One can also use regular expressions in VBA to accomplish this. In Regular Expressions, "\b" represents a word boundary. A word boundary is defined as the position between a word and a non-word character or the beginning or end of the line. Word characters are [A-Za-z0-9_] (letters, digits, and the underscore). Hence, one can use this UDF. You do need to be aware that words which include non-word characters (e.g. a hyphen) may be treated differently than you expect. And if you are dealing with non-English letters, the Pattern would need to be modified.

But the code is fairly compact.

Option Explicit
Function reFindWord(FindWord As String, SearchText As String, Optional MatchCase As Boolean = False) As Boolean
    Dim RE As Object
    Dim sPattern As String
Set RE = CreateObject("vbscript.regexp")
sPattern = "\b" & FindWord & "\b"
With RE
    .Pattern = sPattern
    .ignorecase = Not MatchCase
    reFindWord = .test(SearchText)
End With
End Function


回答4:

I think the only way to cover all possible punctuation surrounding the search word is to create a custom macro function. Use the enhanced split function to tokenize the sentence into an array of words then search the array for a match.

Enhanced split function https://msdn.microsoft.com/en-us/library/aa155763

How to create custom macro http://www.wikihow.com/Create-a-User-Defined-Function-in-Microsoft-Excel

Code to create FindEngWord function

Public Function FindEngWord(ByVal TextToSearch As String, ByVal WordToFind As String) As Boolean

Dim WrdArray() As String
Dim text_string As String
Dim isFound As Boolean

isFound = False

text_string = TextToSearch

WrdArray() = Split(text_string)

isFound = False
For i = 0 To UBound(WrdArray)
    If LCase(WrdArray(i)) = LCase(WordToFind) Then
        isFound = True
    End If
Next i

FindEngWord = isFound

End Function


Public Function Split(ByVal InputText As String, _
         Optional ByVal Delimiter As String) As Variant

' This function splits the sentence in InputText into
' words and returns a string array of the words. Each
' element of the array contains one word.
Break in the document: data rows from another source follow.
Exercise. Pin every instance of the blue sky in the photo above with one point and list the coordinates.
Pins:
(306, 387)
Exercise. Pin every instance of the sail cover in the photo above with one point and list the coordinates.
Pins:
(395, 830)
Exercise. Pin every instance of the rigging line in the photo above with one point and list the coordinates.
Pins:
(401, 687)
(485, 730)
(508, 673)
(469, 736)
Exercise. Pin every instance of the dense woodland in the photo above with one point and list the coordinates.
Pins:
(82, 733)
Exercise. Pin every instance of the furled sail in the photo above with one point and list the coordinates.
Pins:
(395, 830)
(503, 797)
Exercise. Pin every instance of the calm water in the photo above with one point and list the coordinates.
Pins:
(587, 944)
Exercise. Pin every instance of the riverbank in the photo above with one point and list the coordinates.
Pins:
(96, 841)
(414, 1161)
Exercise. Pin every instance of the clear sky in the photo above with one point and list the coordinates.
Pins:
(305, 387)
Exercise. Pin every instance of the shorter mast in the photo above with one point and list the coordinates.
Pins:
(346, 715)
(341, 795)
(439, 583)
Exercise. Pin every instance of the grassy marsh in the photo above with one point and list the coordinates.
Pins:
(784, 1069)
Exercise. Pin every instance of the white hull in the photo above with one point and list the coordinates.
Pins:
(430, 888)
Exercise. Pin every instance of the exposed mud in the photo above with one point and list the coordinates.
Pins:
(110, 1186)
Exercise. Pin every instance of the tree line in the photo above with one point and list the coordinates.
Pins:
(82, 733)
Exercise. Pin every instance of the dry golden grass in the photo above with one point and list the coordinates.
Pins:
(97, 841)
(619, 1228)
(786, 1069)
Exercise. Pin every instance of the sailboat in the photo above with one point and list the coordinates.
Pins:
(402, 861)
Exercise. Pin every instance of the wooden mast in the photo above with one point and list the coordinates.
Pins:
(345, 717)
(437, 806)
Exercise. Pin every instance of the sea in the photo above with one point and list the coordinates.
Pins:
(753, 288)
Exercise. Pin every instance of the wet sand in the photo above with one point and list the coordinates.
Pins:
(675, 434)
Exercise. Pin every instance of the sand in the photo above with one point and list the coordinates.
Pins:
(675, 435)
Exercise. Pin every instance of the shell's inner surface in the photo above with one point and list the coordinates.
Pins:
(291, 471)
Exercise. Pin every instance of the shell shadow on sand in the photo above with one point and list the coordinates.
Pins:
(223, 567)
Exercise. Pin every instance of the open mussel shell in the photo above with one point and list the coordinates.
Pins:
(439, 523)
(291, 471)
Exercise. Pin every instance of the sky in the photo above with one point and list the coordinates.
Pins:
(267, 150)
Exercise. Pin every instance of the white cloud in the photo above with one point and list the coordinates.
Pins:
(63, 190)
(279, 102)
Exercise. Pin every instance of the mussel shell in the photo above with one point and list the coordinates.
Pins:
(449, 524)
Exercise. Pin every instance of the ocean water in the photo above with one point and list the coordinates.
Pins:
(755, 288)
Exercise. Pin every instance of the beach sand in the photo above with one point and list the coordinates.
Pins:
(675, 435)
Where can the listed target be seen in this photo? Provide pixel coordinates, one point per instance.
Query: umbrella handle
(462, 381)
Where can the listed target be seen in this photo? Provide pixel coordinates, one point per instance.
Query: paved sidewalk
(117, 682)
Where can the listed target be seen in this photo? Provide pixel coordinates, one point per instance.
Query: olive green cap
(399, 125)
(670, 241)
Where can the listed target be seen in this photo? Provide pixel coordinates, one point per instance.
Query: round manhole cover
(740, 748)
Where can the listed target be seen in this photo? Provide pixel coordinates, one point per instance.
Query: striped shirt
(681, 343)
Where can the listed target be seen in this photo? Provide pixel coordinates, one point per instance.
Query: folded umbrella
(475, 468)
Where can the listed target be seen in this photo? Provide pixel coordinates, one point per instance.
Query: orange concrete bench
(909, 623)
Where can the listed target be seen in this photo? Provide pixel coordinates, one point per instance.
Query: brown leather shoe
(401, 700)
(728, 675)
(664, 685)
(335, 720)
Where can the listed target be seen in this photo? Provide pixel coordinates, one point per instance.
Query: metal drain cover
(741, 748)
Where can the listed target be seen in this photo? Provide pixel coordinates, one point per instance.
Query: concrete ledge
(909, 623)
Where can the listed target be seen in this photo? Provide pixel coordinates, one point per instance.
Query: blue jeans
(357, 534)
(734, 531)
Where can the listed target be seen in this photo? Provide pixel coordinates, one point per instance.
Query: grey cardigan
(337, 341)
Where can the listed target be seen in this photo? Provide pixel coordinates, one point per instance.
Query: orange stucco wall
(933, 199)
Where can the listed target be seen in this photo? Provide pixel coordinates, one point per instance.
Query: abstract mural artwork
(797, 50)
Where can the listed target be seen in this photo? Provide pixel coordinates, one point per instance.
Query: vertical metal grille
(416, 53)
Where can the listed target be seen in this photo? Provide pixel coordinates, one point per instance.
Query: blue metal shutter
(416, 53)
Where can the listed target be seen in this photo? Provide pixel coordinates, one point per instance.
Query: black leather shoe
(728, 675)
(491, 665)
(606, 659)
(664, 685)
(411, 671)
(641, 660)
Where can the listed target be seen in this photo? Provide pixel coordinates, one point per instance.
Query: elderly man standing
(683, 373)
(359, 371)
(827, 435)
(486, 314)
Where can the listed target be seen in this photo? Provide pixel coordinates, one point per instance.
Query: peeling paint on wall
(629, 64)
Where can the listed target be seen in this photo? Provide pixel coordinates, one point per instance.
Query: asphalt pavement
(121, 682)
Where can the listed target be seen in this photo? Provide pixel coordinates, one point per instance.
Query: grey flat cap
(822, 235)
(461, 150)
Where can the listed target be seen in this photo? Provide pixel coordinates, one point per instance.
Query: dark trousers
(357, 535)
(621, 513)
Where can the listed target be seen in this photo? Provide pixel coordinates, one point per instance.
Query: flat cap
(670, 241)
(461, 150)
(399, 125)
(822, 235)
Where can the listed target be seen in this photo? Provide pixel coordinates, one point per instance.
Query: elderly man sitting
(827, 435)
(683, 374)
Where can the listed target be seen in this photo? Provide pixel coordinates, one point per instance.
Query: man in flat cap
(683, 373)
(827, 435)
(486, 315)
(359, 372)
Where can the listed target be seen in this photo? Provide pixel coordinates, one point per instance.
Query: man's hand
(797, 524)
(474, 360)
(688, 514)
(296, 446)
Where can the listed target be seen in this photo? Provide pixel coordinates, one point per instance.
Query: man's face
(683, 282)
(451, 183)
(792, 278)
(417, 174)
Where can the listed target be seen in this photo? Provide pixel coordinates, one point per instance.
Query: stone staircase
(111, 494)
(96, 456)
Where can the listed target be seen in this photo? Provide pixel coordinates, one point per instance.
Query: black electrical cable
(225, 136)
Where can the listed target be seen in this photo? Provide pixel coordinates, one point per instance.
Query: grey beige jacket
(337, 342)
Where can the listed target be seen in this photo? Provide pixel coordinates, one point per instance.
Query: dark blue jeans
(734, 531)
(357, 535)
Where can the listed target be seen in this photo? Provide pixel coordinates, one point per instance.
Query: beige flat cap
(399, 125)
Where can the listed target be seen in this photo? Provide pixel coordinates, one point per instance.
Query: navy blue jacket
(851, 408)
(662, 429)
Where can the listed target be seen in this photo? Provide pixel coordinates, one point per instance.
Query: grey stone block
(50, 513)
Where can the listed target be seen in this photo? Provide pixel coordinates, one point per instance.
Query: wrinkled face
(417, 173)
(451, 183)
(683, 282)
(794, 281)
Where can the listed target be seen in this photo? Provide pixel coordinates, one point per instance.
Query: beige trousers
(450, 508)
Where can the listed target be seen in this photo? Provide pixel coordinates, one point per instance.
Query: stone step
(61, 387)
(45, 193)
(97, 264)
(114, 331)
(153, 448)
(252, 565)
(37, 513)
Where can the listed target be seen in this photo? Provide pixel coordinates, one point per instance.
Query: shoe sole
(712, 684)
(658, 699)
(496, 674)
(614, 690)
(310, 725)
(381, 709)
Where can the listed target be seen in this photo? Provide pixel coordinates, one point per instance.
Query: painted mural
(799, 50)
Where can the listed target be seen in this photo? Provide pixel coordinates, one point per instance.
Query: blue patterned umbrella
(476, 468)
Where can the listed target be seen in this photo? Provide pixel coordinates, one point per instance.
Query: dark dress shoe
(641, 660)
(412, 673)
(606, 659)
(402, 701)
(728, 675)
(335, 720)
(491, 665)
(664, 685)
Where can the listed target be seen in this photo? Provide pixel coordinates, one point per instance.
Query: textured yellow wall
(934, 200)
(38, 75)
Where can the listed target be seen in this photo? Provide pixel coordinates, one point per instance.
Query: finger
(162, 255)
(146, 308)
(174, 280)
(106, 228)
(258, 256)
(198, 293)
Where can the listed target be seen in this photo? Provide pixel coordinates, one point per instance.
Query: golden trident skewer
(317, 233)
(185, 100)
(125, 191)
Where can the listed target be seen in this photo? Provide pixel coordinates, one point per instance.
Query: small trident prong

    ' This constant contains punctuation and characters
    ' that should be filtered from the input string.
    Const CHARS = ".!?,;:""'()[]{}"
    Dim strReplacedText As String
    Dim intIndex As Integer

    ' Replace tab characters with space characters.
    strReplacedText = Trim(Replace(InputText, _
         vbTab, " "))

    ' Filter all specified characters from the string.
    For intIndex = 1 To Len(CHARS)
        strReplacedText = Trim(Replace(strReplacedText, _
            Mid(CHARS, intIndex, 1), " "))
    Next intIndex

    ' Loop until all consecutive space characters are
    ' replaced by a single space character.
    Do While InStr(strReplacedText, "  ")
        strReplacedText = Replace(strReplacedText, _
            "  ", " ")
    Loop

    ' Split the sentence into an array of words and return
    ' the array. If a delimiter is specified, use it.
    'MsgBox "String:" & strReplacedText
    If Len(Delimiter) = 0 Then
        Split = VBA.Split(strReplacedText)
    Else
        Split = VBA.Split(strReplacedText, Delimiter)
    End If
End Function

Can be called from your excel sheet with this.

=FindEngWord(A1,"gas")


回答5:

I think this will handle all the cases that you are planning to handle:

=OR(ISNUMBER(SEARCH(" gas",LOWER(A1), 1 )), LEFT(A1,3)= "gas")

I added a space before the "gas" in the search. And if the gas was the only word in the cell or the first word in the cell, the right part of this function handles that case.